Second, how do users rate the usability and satisfactoriness of the conversational agents, and what specific elements of the agents do they like and dislike? Finally, what are the current limitations and gaps in the utility of conversational Chat PG agents in health care? These objectives build on previous systematic reviews while widening the scope of included studies to update the body of knowledge on conversational agents in health care and to inform future research and development.

Beyond Boundaries: The Promise Of Conversational AI In Healthcare – Forbes

Beyond Boundaries: The Promise Of Conversational AI In Healthcare.

Posted: Wed, 31 Jan 2024 08:00:00 GMT [source]

It should be noted that the AXIS tool used to assess the other studies was designed for cross-sectional studies and does not fit exactly with the designs of these studies. Therefore, it is possible that these studies would perform better when assessed by a tool specific to their study type.
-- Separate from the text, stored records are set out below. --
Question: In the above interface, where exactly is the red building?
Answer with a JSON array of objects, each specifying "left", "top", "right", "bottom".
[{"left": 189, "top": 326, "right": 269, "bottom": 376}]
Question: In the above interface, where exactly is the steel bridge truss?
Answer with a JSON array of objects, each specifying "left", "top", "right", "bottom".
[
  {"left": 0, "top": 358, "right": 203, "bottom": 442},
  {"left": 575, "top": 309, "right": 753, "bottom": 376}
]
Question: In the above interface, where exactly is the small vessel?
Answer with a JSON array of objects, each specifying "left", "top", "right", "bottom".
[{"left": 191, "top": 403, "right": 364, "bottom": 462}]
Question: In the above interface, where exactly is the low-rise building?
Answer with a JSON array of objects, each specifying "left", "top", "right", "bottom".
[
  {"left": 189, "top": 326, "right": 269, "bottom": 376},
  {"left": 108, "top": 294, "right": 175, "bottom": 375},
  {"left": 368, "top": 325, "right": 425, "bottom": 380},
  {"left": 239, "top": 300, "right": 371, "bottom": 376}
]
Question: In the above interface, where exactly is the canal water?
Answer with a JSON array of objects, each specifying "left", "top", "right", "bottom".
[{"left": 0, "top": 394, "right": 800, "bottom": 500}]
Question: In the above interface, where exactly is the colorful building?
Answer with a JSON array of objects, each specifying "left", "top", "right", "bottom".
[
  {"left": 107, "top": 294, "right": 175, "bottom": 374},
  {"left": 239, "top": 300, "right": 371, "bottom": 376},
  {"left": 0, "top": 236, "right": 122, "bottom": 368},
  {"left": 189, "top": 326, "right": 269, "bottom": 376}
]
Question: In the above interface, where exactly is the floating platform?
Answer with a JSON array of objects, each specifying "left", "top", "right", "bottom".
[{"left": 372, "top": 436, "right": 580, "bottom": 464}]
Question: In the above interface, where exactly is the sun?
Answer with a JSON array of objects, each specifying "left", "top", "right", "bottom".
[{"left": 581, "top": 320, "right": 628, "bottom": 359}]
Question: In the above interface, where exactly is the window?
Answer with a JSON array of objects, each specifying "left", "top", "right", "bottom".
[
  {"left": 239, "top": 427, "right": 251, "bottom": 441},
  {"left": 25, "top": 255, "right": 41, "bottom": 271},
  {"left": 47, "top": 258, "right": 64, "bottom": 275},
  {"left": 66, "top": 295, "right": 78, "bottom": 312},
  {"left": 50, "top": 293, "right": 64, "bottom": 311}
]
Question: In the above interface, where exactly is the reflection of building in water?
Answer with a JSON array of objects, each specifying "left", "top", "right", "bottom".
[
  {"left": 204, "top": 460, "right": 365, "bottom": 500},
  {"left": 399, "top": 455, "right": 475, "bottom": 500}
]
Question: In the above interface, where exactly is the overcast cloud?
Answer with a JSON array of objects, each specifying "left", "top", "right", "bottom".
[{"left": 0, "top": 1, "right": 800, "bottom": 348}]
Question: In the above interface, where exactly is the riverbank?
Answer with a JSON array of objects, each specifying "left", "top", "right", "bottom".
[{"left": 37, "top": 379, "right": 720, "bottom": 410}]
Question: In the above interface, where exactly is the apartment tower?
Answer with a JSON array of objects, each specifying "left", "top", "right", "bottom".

Tables depicting the judgments for each question of the CASP cohort and qualitative checklists and the AXIS tool for the cross-sectional and other studies are included in Multimedia Appendices 6-9 [8,12,14,15,32,33,35,36,38-45,48,50-52,54-56]. One study discussed a condition-specific conversational agent application targeted at improving the quality of life and medication adherence of breast cancer patients [53]. Participants implied a positive experience when interacting with the conversational agent, whereby 88% said it provided them with support in tracking their treatment and mentioned that they would recommend the conversational agent to their friends. We used the principles of thematic analysis to analyze the content, scope, and personality traits of the conversational agents.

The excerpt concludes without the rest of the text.